Neue ADA/EASD-Empfehlungen: Fachgesellschaften setzen neue Prioritäten

Im Zentrum der neuen Empfehlungen steht eine noch ausgeprägtere Individualisierung der Therapie, die sich vor allem am individuellen Risikoprofil des Patienten orientiert.  „Den Patienten ins Zentrum der Versorgung stellen“, lautet das Motto der Leitlinie. Anlässlich der Präsentation des Dokuments im Rahmen des EASD-Kongresses in Berlin betonte Melanie Davies fünf Eckpunkte der Leitlinie: Die Empfehlungen wurden durch aktuelle Evidenz aus den vergangenen beiden Jahren maßgeblich beeinflusst. Es wird die Rolle von Lebensstilinterventionen stärker betont. Dabei wird besonders auf Maßnahmen zur Gewichtsreduktion, inklusive der bariatrischen Chirurgie, Wert gelegt. Auch das Patienten-Selbstmanagement wird stärker betont, da dieses einen Schlüssel zu jeder erfolgreichen langfristigen Pharmakotherapie darstellt. Die konkreten Empfehlungen beruhen auf den großen kardiovaskulären Endpunktstudien der letzten Jahre und beziehen klinische Problemfelder wie zum Beispiel das Hypoglykämie-Risiko ein.  GLP1-Rezeptoragonisten soll als erste Injektionstherapie der Vorzug gegenüber Insulin gegeben werden.

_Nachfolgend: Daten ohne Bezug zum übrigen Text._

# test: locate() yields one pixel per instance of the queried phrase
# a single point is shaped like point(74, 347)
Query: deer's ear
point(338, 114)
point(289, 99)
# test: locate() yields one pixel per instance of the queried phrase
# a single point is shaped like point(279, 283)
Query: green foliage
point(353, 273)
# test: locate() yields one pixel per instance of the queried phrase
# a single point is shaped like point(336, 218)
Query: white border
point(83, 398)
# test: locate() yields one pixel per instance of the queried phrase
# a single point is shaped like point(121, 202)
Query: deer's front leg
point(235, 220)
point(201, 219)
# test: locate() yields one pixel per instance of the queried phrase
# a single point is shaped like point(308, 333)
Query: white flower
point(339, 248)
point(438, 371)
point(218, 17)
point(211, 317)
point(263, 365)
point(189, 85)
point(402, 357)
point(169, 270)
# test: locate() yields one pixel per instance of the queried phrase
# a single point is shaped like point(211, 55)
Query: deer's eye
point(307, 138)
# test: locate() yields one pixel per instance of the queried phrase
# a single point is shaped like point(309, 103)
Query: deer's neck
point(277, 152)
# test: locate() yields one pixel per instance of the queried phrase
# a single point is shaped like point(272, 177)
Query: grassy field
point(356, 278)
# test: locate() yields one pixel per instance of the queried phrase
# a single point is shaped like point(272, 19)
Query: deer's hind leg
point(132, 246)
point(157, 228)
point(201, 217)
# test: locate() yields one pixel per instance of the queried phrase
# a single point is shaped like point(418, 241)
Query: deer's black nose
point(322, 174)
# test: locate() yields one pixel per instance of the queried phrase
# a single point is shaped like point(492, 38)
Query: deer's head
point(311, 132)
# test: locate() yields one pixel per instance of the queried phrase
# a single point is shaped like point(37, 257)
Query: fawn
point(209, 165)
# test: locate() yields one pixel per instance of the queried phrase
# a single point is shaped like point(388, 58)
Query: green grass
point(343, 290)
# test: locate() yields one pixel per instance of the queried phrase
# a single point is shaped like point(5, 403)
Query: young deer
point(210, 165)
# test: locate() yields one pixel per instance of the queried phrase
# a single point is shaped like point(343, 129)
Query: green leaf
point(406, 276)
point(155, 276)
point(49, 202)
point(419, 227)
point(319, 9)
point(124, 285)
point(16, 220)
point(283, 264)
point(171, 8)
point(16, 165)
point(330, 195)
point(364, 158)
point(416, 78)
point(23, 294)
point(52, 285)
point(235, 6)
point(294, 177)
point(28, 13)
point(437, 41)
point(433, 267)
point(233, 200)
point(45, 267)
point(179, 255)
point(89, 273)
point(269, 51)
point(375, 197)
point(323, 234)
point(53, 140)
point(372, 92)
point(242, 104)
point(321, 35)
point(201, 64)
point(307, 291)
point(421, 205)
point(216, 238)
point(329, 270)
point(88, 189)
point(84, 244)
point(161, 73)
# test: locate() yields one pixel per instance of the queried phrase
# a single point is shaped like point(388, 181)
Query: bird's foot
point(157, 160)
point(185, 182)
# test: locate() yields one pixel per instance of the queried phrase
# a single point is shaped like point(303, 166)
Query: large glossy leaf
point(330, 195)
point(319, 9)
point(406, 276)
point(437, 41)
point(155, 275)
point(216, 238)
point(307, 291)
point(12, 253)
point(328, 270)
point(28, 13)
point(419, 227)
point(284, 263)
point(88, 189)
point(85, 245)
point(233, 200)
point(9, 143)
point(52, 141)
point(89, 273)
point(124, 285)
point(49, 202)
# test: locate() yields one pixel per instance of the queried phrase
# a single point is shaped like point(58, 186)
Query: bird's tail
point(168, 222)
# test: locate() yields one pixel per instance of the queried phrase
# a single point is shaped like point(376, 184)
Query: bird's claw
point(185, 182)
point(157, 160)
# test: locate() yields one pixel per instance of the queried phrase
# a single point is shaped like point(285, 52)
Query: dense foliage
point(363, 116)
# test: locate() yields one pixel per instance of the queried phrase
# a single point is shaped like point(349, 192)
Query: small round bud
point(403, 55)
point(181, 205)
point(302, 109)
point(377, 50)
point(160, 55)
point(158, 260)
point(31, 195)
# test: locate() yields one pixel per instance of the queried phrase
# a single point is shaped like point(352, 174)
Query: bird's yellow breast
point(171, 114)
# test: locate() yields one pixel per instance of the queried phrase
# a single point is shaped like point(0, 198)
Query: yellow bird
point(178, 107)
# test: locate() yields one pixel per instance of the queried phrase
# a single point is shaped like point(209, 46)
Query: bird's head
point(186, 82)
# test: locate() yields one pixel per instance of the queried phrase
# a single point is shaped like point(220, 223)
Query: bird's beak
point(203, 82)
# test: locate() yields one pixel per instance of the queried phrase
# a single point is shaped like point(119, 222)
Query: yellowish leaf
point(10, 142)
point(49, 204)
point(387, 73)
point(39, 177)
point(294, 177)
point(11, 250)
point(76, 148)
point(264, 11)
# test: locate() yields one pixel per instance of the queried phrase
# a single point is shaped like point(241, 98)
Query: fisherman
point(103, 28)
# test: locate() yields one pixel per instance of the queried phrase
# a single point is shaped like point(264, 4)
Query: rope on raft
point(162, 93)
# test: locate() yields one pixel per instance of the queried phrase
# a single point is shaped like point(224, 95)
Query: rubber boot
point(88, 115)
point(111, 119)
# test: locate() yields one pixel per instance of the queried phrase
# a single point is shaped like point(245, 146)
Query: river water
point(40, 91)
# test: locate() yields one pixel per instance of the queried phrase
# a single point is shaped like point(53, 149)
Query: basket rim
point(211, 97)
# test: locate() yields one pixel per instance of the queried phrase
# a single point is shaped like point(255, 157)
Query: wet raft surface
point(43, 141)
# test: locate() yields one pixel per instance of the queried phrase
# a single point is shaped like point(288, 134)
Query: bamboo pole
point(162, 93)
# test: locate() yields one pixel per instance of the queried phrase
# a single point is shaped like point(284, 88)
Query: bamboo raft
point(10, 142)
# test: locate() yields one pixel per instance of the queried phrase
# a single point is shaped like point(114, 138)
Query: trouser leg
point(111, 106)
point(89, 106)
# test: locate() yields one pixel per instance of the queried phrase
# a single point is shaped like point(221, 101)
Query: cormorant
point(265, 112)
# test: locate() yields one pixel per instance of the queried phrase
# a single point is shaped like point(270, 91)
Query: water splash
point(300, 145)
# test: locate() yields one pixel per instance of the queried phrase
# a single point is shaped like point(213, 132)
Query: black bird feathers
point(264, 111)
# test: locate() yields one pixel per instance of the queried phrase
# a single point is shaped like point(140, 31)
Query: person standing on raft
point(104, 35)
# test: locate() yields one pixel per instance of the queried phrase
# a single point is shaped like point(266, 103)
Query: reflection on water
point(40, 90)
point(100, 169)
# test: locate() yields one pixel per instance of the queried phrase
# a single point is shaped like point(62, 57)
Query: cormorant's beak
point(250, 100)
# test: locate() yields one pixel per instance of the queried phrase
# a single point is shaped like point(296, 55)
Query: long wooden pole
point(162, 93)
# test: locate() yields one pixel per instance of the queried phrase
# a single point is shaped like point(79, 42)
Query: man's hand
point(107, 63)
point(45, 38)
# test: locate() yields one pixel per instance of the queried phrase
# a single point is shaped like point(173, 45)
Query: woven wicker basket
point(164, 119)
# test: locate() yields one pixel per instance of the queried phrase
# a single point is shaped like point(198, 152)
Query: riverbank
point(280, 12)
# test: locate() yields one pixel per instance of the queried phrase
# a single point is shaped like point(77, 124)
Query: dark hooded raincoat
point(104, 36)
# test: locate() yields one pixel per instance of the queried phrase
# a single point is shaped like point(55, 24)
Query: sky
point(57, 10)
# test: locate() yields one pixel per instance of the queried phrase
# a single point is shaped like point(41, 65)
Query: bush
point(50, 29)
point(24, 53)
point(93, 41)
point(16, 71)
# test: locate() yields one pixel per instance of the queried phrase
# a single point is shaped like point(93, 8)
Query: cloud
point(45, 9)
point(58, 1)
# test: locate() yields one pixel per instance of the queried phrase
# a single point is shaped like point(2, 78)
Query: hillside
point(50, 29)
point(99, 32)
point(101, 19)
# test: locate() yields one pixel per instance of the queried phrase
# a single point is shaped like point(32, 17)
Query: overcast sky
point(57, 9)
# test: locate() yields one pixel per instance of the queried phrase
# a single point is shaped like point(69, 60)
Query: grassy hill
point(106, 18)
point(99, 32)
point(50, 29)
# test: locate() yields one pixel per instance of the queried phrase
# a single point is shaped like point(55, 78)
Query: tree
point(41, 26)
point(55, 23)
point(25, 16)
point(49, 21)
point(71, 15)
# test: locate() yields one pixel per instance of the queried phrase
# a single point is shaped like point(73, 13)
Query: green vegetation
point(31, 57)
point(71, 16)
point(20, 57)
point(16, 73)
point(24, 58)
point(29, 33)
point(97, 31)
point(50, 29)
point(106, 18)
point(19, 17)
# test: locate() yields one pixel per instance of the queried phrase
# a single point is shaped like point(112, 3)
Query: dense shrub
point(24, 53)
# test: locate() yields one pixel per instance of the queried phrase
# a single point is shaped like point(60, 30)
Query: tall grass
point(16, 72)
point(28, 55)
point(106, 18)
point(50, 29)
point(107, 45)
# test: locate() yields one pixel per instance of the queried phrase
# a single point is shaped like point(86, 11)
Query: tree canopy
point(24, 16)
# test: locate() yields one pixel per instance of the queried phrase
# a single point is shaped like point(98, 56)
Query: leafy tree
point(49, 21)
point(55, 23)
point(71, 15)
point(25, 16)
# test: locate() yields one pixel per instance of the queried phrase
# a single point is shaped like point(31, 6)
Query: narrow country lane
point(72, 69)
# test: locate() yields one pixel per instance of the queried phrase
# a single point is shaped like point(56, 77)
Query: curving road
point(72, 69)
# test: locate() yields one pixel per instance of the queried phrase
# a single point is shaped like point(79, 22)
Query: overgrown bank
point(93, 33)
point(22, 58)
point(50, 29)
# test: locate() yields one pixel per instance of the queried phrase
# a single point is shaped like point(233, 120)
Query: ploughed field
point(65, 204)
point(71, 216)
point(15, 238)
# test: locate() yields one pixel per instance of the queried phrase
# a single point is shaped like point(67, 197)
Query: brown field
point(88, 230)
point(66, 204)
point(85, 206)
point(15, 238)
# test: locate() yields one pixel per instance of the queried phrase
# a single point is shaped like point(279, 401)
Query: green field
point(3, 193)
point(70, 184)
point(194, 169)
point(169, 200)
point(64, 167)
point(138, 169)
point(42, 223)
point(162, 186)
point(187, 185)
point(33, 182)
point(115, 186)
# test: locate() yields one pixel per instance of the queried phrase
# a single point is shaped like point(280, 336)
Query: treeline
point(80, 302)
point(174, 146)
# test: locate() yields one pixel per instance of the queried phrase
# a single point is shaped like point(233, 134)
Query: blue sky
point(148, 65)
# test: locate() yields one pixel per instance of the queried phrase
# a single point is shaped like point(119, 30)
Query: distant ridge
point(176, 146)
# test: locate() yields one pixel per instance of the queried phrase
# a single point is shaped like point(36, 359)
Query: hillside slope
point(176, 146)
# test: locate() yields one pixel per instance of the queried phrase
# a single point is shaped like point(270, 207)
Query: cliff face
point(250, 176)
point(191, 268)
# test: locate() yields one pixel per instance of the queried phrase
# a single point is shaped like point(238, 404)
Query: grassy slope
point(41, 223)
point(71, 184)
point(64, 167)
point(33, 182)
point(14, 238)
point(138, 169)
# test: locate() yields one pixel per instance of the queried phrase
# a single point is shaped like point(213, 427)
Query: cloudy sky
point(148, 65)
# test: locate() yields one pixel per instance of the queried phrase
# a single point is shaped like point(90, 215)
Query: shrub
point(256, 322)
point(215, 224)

Was bleibt, ist die Bedeutung einer konsequenten Zuckersenkung. HbA1c-Ziele sollen mit dem Patienten individuell auf Basis individueller Patientenfaktoren vereinbart werden. Für eine stringentere Kontrolle sprechen unter anderem jüngeres Patientenalter bzw. lange Lebenserwartung sowie die Möglichkeit, das gewählte Ziel ohne hohes Hypoglykämierisiko zu erreichen. Hohes Alter oder Multimorbidität und damit begrenzte Lebenserwartung sprechen hingegen für eine weniger strenge glykämische Kontrolle.

Mit der Therapie-Eskalation nicht zu lange zuwarten

Die neue Leitlinie warnt ausdrücklich vor klinischer Trägheit (clinical inertia) im Sinne verzögerter Therapie-Eskalation. Grund für dieses Nicht-Handeln, wenn Handeln indiziert wäre, könne einerseits das Überschätzen der gewählten Therapie, darüber hinaus aber auch mangelndes Wissen sein. Die Leitlinie empfiehlt kontinuierliches Monitoring der Therapie und das Erstellen eines mit dem Patienten abgestimmten Management-Plans.

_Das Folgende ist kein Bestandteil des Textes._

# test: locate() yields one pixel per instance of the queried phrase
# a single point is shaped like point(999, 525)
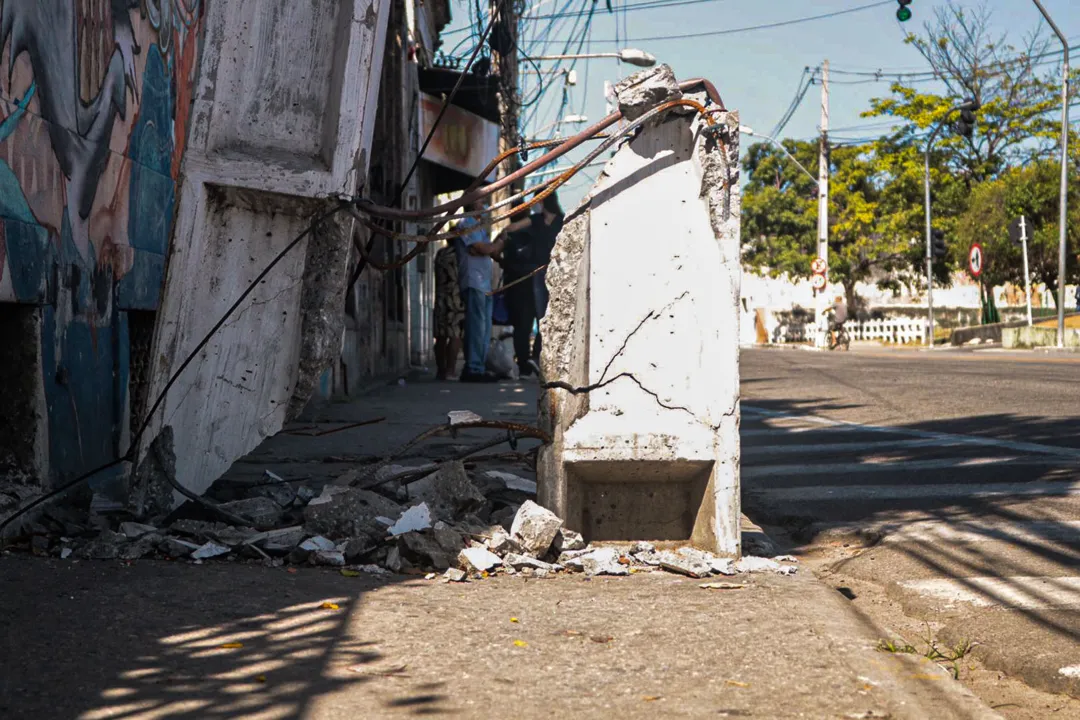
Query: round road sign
point(975, 259)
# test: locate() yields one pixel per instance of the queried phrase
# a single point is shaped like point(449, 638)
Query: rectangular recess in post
point(637, 499)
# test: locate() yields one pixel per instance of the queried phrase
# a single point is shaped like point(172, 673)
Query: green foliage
point(877, 226)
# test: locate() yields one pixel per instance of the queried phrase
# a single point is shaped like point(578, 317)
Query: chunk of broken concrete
point(261, 512)
point(341, 512)
point(517, 561)
point(512, 481)
point(208, 549)
point(603, 561)
point(417, 517)
point(448, 492)
point(318, 543)
point(278, 542)
point(568, 540)
point(427, 551)
point(478, 559)
point(646, 89)
point(535, 528)
point(133, 530)
point(685, 564)
point(329, 558)
point(753, 564)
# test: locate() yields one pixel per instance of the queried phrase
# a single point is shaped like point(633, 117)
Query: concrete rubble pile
point(463, 526)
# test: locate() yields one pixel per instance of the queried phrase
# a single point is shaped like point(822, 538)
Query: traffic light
point(937, 244)
point(966, 125)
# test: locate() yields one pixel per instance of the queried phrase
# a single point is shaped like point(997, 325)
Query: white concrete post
point(645, 284)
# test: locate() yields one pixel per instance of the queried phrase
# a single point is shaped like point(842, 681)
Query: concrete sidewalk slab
point(176, 640)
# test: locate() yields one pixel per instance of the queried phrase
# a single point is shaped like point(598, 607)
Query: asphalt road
point(956, 473)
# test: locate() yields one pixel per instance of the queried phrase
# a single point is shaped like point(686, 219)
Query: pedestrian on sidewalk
point(520, 260)
point(475, 250)
point(449, 313)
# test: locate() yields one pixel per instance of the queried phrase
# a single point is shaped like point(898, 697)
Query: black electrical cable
point(362, 262)
point(133, 447)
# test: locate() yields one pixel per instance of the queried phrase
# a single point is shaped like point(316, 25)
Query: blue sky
point(758, 71)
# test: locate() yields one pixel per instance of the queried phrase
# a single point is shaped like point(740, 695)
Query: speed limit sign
point(975, 259)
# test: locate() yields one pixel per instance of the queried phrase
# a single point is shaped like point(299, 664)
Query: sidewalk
point(153, 639)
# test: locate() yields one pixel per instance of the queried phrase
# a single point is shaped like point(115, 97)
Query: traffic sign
point(975, 259)
point(1020, 231)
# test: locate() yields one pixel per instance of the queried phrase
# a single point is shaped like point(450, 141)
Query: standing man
point(449, 311)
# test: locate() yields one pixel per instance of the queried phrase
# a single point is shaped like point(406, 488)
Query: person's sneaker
point(477, 377)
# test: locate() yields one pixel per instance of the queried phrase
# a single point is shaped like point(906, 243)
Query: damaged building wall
point(94, 106)
point(281, 125)
point(644, 312)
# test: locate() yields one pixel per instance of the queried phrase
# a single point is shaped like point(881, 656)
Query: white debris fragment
point(318, 543)
point(133, 530)
point(517, 561)
point(753, 564)
point(416, 518)
point(603, 561)
point(210, 549)
point(331, 558)
point(535, 528)
point(478, 558)
point(458, 417)
point(514, 481)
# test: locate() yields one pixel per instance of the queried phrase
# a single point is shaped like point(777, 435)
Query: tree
point(1031, 191)
point(1016, 87)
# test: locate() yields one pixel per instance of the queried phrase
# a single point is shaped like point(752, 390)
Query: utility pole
point(1064, 212)
point(504, 65)
point(823, 206)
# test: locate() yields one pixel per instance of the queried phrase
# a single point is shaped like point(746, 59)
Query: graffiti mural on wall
point(94, 96)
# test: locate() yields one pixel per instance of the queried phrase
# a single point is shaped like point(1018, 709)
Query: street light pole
point(1063, 218)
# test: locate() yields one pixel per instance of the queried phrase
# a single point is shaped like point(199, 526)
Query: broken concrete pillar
point(643, 325)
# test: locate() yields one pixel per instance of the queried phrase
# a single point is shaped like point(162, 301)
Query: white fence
point(891, 330)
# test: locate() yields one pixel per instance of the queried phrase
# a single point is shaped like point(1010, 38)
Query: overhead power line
point(750, 28)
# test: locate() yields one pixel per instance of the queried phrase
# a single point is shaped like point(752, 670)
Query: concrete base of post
point(644, 325)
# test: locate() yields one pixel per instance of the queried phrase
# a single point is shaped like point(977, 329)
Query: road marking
point(1024, 593)
point(883, 464)
point(858, 492)
point(966, 532)
point(969, 439)
point(844, 447)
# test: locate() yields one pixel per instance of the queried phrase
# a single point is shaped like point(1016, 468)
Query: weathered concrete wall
point(644, 310)
point(94, 102)
point(282, 122)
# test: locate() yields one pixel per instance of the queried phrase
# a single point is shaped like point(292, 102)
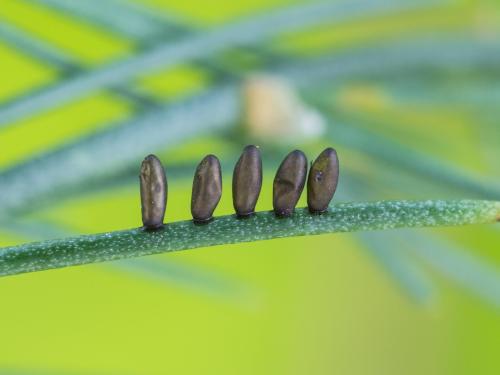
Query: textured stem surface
point(342, 217)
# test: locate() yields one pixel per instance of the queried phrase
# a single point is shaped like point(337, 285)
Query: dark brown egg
point(247, 181)
point(207, 189)
point(154, 192)
point(322, 181)
point(289, 183)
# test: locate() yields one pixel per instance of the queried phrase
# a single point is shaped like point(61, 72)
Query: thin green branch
point(343, 217)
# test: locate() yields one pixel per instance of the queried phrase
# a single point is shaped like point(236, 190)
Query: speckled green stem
point(342, 217)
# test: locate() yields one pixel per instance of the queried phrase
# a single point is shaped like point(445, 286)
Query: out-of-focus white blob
point(273, 112)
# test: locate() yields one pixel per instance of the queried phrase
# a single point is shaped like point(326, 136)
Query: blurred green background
point(408, 93)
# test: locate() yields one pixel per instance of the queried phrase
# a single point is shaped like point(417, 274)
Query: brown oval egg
point(289, 183)
point(247, 181)
point(154, 192)
point(322, 181)
point(207, 189)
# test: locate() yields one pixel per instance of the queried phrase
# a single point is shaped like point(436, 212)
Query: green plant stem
point(342, 217)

Medikamentöse First-Line Therapie bleibt Metformin. Wenn das angestrebte HbA1c-Ziel damit nicht erreicht wird, ist eine schrittweise Eskalation der Therapie indiziert. Initiale Kombinationstherapien werden nicht generell empfohlen, können aber erwogen werden, wenn das HbA1c mehr als 1,5 %-Punkte  über dem Therapieziel liegt. Bei Hinweisen auf einen katabolen Zustand ist an einen unerkannten Typ-1-Diabetes zu denken, dieser entsprechend abzuklären und rechtzeitig eine Insulintherapie zu beginnen.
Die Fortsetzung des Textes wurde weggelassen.